You boil eggs. You peel eggs. You put eggs in a mug. You mash them with a fork such that they’re still kinda chunky. Add butter and salt, sometimes pepper, and eat with a spoon, on the couch, under a comforter.
No special food cravings when I have a run-of-the-mill cold / bronchitis, though I may use them as an excuse to indulge in “throat medicine” (ice cream) because it does feel good going down a sore throat.
If I’m generally feeling under the weather - particularly lousy sleep, or queasy, or whatever, I want tea. Hot tea, that is; it’s a pretty good sign that I’m feeling sick if you see me making hot tea. And I make it with sugar (iced tea, I usually use fake stuff) - because my body seems to crave the energy. Note that I’m usually not consuming much else when this is going on. A recent bout of norovirus had me drinking several mugs of hot tea - I nearly yelled at my husband because he kept bringing me half-full mugs :(. I’ll also go for something like sorbet if we have it. With the noro, once my digestive system stopped thinking it was bullet-train-ride-to-hell, I ate broth and rice noodles.
We had a thread about egg cups here a few months back. I never use ‘em because I need at least two eggs for a proper breakfast. The Ukulele Lady loves them, though.
Leaffan has the right picture, but I make things a bit easier by making a crack with a spoon around the diameter of the soft-boiled egg, separating the halves with my thumbs — keeping the soft yolk unbroken in one half — then spooning the egg out of the shell into the bowl (over the buttered toast). Then you cut the eggs over the toast with the side of the spoon and let the yolk mingle with the toast. Add salt and pepper.
Much quicker and easier than trying to pick the whole damn shell off a delicate soft-boiled egg.
If it’s a head or chest cold, there’s a pho restaurant about a half hour away that’s worth going to to clear the nose and chest…pho is powerful medicine when it’s ordered extra spicy…

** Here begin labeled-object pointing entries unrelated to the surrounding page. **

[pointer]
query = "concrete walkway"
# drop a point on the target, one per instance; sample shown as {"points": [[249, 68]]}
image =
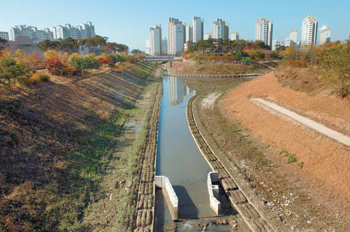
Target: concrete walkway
{"points": [[303, 120]]}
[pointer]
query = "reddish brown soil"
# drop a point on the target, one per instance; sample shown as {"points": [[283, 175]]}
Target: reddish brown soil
{"points": [[326, 163]]}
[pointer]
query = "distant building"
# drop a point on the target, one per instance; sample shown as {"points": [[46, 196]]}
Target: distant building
{"points": [[276, 44], [309, 30], [207, 36], [264, 31], [30, 32], [198, 31], [292, 38], [164, 46], [155, 34], [188, 33], [176, 32], [219, 29], [82, 31], [325, 35], [148, 47], [234, 36], [4, 35], [35, 35], [187, 45]]}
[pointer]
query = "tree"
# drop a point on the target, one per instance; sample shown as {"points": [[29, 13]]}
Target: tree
{"points": [[290, 53], [54, 66], [335, 64], [47, 45], [10, 69], [49, 54], [33, 61], [3, 43], [69, 45], [136, 51]]}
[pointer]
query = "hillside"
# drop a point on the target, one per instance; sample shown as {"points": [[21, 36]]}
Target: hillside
{"points": [[324, 171], [56, 141], [193, 67]]}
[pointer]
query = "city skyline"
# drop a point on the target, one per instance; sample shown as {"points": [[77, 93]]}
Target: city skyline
{"points": [[111, 21]]}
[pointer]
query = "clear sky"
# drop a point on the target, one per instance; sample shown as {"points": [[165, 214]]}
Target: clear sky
{"points": [[128, 21]]}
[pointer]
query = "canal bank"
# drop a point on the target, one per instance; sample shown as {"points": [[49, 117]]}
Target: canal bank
{"points": [[178, 157], [237, 198]]}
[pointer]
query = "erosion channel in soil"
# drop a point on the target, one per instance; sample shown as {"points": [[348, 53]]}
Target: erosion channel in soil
{"points": [[178, 157]]}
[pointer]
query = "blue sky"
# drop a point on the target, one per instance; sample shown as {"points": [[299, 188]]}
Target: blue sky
{"points": [[128, 21]]}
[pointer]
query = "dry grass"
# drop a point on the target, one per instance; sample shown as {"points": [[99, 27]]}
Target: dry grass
{"points": [[325, 161], [192, 67], [56, 141]]}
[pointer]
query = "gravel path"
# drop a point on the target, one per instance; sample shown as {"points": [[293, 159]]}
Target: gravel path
{"points": [[304, 121]]}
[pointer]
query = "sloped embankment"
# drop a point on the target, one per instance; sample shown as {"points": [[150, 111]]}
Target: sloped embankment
{"points": [[324, 161], [56, 141]]}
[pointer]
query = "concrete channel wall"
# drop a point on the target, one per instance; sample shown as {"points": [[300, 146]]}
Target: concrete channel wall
{"points": [[237, 197], [213, 189], [172, 200]]}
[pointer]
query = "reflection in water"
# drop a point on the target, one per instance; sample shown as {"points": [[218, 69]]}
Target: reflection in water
{"points": [[178, 91], [178, 157]]}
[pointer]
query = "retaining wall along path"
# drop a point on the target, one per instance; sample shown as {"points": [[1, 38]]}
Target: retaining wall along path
{"points": [[145, 202], [213, 190], [237, 198], [163, 182]]}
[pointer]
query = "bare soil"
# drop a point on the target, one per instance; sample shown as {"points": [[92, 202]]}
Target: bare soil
{"points": [[324, 178], [192, 67], [57, 140]]}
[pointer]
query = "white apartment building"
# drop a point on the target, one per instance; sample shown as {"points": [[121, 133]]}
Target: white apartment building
{"points": [[164, 46], [176, 32], [155, 34], [219, 29], [309, 30], [292, 38], [234, 36], [82, 31], [148, 47], [188, 33], [207, 36], [198, 30], [29, 32], [325, 35], [4, 35], [275, 44], [264, 30]]}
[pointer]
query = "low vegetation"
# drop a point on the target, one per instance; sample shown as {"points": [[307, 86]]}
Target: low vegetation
{"points": [[56, 143], [237, 51]]}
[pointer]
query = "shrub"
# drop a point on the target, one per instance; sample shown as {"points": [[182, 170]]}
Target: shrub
{"points": [[55, 66], [49, 54], [37, 78], [113, 59], [104, 60], [10, 69]]}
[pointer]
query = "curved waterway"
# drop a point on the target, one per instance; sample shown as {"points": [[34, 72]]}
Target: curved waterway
{"points": [[178, 157]]}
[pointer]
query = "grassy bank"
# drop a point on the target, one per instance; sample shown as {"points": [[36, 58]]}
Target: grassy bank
{"points": [[57, 142]]}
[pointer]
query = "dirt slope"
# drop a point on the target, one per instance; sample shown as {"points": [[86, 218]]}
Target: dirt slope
{"points": [[55, 143], [325, 172]]}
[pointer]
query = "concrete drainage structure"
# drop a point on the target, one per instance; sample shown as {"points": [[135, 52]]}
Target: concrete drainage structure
{"points": [[163, 182], [239, 200], [213, 189]]}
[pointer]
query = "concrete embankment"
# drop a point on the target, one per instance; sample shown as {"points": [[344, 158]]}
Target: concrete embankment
{"points": [[172, 200], [213, 190], [145, 202], [237, 198], [201, 76]]}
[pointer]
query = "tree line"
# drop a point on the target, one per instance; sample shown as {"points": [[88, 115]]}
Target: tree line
{"points": [[72, 45]]}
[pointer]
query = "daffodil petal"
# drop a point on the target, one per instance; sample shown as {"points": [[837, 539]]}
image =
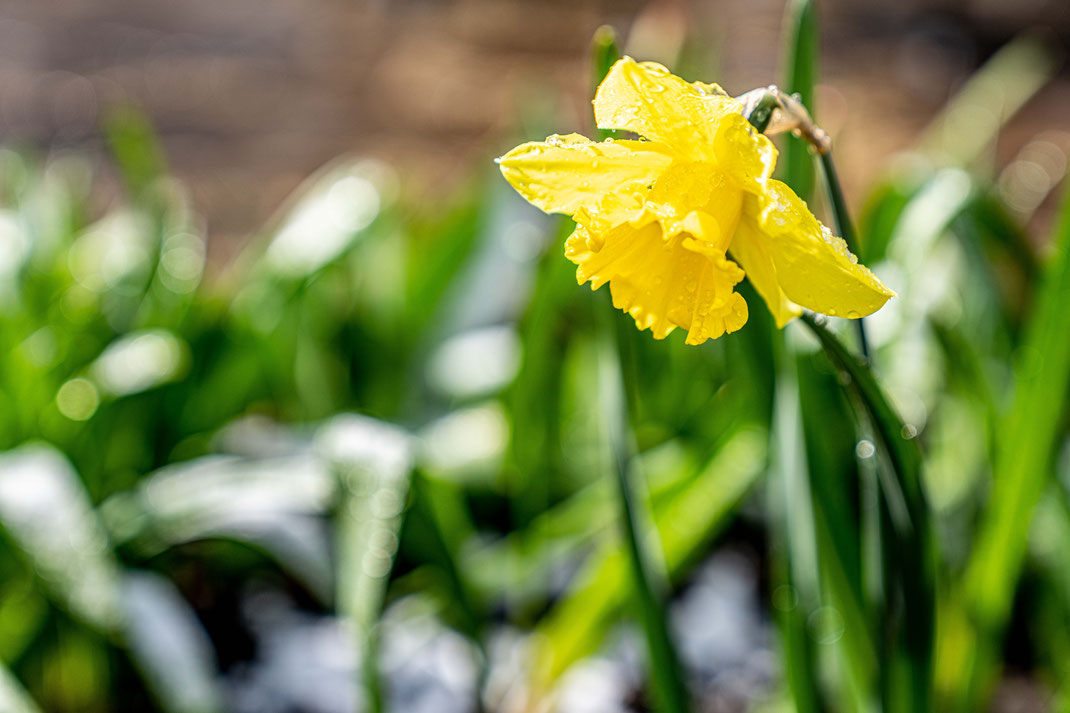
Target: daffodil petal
{"points": [[565, 173], [745, 154], [662, 284], [697, 198], [651, 101], [749, 251], [813, 268]]}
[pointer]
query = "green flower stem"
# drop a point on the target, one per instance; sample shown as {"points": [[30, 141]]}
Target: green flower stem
{"points": [[910, 622], [669, 688], [845, 228]]}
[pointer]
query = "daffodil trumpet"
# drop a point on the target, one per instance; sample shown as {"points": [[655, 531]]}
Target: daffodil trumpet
{"points": [[674, 220]]}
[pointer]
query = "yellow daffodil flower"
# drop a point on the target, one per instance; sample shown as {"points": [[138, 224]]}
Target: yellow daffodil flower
{"points": [[657, 218]]}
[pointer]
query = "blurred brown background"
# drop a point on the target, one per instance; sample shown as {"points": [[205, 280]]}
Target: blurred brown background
{"points": [[249, 96]]}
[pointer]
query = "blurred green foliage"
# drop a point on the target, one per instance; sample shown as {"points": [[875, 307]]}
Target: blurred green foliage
{"points": [[373, 405]]}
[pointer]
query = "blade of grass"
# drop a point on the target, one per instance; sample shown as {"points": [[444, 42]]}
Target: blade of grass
{"points": [[685, 524], [670, 691], [795, 557], [371, 461], [1023, 465], [908, 626]]}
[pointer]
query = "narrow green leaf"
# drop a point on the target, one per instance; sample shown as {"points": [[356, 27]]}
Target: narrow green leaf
{"points": [[910, 628], [1023, 465], [685, 522], [670, 689]]}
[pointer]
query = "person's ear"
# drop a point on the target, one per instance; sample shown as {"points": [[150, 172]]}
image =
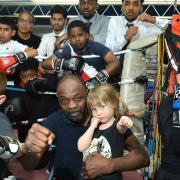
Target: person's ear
{"points": [[2, 98]]}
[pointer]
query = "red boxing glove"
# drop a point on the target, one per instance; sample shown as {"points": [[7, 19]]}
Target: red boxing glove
{"points": [[9, 61]]}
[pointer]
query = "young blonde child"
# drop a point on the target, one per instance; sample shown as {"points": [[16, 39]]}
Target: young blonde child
{"points": [[109, 125]]}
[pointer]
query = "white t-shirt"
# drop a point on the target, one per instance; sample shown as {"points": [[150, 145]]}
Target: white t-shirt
{"points": [[11, 47], [118, 27], [46, 46]]}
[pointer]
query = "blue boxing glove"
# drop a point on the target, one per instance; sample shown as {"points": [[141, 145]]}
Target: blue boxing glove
{"points": [[176, 108], [74, 64], [101, 77]]}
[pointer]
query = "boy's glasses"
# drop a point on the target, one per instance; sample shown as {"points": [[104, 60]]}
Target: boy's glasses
{"points": [[23, 21]]}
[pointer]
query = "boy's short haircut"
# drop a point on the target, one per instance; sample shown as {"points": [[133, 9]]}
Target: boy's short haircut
{"points": [[59, 10], [8, 21], [3, 83], [27, 12], [77, 23]]}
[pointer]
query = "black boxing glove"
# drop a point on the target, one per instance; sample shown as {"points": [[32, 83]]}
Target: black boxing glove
{"points": [[101, 77], [8, 147], [37, 85], [74, 63], [10, 61]]}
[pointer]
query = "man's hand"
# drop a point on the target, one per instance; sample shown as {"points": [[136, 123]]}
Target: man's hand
{"points": [[60, 41], [38, 139], [94, 122], [132, 31], [96, 165], [146, 18]]}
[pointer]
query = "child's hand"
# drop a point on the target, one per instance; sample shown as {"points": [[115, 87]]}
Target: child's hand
{"points": [[124, 123], [94, 122]]}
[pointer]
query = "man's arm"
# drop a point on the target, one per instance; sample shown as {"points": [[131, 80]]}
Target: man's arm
{"points": [[37, 142], [112, 41], [161, 23], [96, 165], [100, 36]]}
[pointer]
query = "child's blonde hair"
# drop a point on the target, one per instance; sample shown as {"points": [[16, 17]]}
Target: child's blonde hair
{"points": [[105, 93], [3, 83]]}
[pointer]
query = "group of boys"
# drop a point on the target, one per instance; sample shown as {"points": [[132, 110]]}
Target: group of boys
{"points": [[82, 32]]}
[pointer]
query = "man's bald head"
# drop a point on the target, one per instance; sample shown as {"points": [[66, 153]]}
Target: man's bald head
{"points": [[71, 93]]}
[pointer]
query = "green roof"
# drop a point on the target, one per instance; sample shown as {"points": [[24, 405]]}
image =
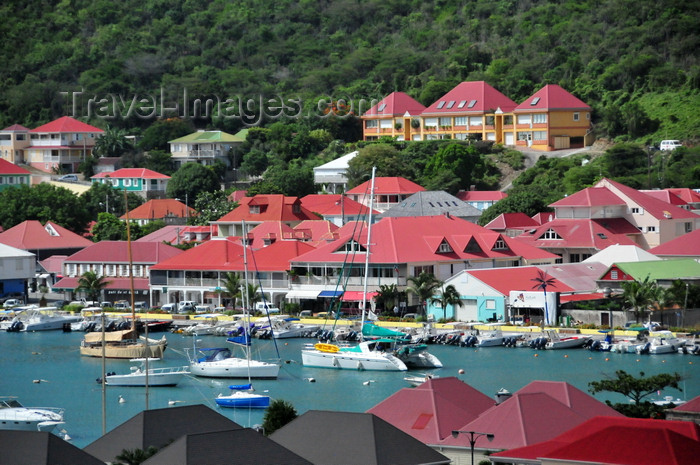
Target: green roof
{"points": [[661, 269], [212, 136]]}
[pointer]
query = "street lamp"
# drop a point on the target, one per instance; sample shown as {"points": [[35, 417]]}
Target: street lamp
{"points": [[473, 436]]}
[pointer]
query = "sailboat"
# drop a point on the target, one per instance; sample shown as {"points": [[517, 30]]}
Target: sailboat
{"points": [[376, 355], [219, 362]]}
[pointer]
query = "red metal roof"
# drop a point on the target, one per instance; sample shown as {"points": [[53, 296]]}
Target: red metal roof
{"points": [[32, 235], [431, 411], [396, 104], [130, 173], [551, 97], [484, 97], [388, 185], [160, 208], [10, 168], [66, 124]]}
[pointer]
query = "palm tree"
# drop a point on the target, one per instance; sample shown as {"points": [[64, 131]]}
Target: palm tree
{"points": [[92, 285], [449, 296], [423, 286], [542, 282], [232, 286]]}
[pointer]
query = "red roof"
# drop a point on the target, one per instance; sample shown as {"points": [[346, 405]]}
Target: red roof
{"points": [[617, 440], [15, 128], [160, 208], [67, 124], [551, 97], [687, 245], [273, 207], [396, 104], [476, 196], [130, 173], [478, 97], [511, 221], [431, 411], [117, 252], [657, 208], [538, 412], [10, 168], [334, 205], [32, 235], [388, 185], [417, 239]]}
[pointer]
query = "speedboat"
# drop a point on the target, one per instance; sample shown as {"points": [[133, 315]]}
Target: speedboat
{"points": [[15, 416], [219, 363], [165, 376], [243, 397], [375, 355]]}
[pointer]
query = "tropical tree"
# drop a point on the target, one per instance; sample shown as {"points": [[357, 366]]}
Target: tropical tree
{"points": [[636, 390], [639, 296], [449, 296], [278, 414], [92, 285], [423, 286], [543, 281]]}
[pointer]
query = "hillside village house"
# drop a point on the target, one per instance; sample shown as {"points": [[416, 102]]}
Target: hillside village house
{"points": [[12, 175], [144, 182], [205, 147], [550, 119], [60, 145]]}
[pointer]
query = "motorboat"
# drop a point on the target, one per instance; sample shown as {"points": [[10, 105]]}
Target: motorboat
{"points": [[220, 363], [242, 396], [164, 376], [375, 355], [15, 416], [121, 344], [41, 319]]}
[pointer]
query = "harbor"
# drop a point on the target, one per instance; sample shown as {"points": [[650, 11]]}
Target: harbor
{"points": [[46, 369]]}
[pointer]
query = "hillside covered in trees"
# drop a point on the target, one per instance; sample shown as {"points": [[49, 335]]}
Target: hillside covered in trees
{"points": [[635, 62]]}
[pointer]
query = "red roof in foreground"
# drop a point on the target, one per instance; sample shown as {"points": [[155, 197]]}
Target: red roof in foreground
{"points": [[551, 97], [617, 440], [32, 235], [67, 124], [432, 410], [396, 104]]}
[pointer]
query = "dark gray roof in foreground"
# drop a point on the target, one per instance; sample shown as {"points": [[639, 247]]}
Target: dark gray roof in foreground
{"points": [[40, 448], [431, 203], [234, 447], [342, 438], [158, 428]]}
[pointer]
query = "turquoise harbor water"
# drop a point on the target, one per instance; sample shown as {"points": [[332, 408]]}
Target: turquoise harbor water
{"points": [[68, 380]]}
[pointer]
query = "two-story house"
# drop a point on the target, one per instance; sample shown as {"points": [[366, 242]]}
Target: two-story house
{"points": [[552, 119], [13, 141], [61, 145], [205, 147], [144, 182]]}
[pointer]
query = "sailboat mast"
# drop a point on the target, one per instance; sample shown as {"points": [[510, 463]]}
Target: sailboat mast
{"points": [[367, 246]]}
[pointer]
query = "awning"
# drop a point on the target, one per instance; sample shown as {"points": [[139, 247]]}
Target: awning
{"points": [[356, 296], [330, 293], [302, 294]]}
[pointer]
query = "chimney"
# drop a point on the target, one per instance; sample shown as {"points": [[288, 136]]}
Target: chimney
{"points": [[502, 395]]}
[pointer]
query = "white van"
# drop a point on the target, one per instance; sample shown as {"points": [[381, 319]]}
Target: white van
{"points": [[670, 144]]}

For fever, ginger ale and ice cream floats, lotsa water and saltines…
Chicken noodle soup, and lots of hot tea with honey and lemon. (Whiskey is optional, but always welcome)
The chicken/turkey is a hind quarter of each, so there’s them bones, but the rest is salt-cured pork: a couple of bones, a small section of ribs, a cube of fat and a square of skin. They’re crusty with salt that has to be removed by soaking or washing under hot running water.